Luna settled into the cane chair that sat next to it.

  “What can I do for you, Luna?”

  “Slide down here next to me.”

  He did and she said, “I wanna ask you sumpin’.”

  “What’s that?”

  Luna was the second person to ever make Socrates this uncomfortable. Her quiet ways and flat, almost expressionless eyes made him feel that his innermost secrets were up for grabs. The only other person who made him feel like that was his Aunt Bellandra, the woman whose parents were born slaves; the woman who haunted his dreams for more than fifty years.

  “It’s kinda serious,” Luna said. “Maybe you could ask me sumpin’ first and then I could kinda get used to talkin’ wit’ you.”

  “All right,” Socrates said, relieved that he didn’t have to hear her question right off. “How come you and Marianne are friends?”

  “Why?”

  “You don’t work together and you don’t seem like you come from the same part of town. She’s all fancy and particular. You look like you could live just about anywhere.”

  Luna chose that moment to cross her legs. The gray dress was short and so the hem rode high on her dark thigh.

  “Why you lookin’ at my legs?” she asked.

  “You have very nice legs, Luna. Legs and thighs and eyes. You got it all, girl, and you know it too.”

  Luna twisted her lips, gauging Socrates’ reply.

  “I met Marianne after a party up in Baldwin Hills,” she said. “I went up there wit’ some’a my girlfriends but they hooked up and I was lookin’ for a ride back down here. I was outside an’ I hear this kinda like scream. You know it was like she was yellin’ but someone either had their hand ovah her mouth or maybe they was squeezin’ her throat.”

  Socrates had a familiar feeling in his shoulders and in the palms of his hands. It was the feeling of being incarcerated. He understood then that Luna’s deep emptiness reminded him of himself.

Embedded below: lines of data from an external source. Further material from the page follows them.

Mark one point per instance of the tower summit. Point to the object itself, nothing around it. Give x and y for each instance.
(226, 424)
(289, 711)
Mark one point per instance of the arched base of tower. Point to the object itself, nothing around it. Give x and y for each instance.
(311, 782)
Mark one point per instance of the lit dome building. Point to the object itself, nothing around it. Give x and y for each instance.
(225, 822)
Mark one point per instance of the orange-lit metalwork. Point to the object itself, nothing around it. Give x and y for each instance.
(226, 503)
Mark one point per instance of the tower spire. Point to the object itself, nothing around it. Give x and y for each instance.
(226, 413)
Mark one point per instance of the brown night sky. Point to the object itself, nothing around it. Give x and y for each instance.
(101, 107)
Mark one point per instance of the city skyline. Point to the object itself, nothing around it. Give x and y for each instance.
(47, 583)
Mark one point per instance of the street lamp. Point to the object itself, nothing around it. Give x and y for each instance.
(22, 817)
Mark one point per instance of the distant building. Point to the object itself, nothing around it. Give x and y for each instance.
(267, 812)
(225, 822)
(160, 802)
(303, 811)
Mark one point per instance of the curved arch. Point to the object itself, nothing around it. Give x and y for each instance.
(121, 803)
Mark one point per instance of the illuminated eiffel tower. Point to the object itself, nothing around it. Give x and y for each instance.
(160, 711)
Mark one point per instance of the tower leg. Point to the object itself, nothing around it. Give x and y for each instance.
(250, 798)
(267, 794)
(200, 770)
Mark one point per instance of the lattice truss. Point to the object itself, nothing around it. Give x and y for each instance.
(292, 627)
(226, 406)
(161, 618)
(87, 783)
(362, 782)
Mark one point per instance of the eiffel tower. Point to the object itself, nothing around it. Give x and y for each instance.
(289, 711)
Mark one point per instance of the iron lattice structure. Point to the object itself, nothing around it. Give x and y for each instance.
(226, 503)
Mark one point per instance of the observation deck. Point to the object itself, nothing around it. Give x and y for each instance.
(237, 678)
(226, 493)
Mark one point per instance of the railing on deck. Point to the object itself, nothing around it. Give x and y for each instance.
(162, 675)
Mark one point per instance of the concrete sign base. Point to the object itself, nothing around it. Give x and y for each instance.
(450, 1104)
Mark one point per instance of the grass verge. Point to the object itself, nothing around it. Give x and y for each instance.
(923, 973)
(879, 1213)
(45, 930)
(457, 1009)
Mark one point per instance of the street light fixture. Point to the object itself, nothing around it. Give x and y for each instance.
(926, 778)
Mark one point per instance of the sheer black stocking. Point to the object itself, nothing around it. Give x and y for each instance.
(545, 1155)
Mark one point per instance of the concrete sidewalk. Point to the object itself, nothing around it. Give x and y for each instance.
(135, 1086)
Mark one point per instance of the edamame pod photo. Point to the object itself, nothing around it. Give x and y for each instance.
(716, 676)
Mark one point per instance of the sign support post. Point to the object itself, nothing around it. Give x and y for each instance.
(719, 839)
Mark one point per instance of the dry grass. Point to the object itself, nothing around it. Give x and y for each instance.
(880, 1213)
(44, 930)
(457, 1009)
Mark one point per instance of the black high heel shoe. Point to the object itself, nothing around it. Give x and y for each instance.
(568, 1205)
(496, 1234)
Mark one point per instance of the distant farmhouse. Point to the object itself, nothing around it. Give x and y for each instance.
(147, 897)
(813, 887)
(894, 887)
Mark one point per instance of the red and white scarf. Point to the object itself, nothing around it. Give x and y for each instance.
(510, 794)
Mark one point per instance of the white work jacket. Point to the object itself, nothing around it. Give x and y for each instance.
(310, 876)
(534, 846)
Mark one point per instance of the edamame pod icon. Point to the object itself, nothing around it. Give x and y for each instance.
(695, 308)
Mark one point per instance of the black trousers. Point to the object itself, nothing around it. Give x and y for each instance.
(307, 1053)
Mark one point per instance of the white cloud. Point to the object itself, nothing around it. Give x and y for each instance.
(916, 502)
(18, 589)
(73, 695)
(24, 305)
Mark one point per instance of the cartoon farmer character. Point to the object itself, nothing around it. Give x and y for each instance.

  “I went ovah to the side of the house an’ I see this big dude tryin’ to get in between this yellah girl’s legs. I might’a thought it was some couple gettin’ it on but he was just too rough. She was fightin’ him an’ he hit her wit’ his fist. I call out, ‘You bettah stop that for I call somebody.’ An’ then he jump up and I see that he had a knife in his hand. The girl was coughin’ like she’d been chokin’ an’ he come at me . . .” Luna looked at Socrates then. She was asking a question with her eyes. He frowned and then nodded.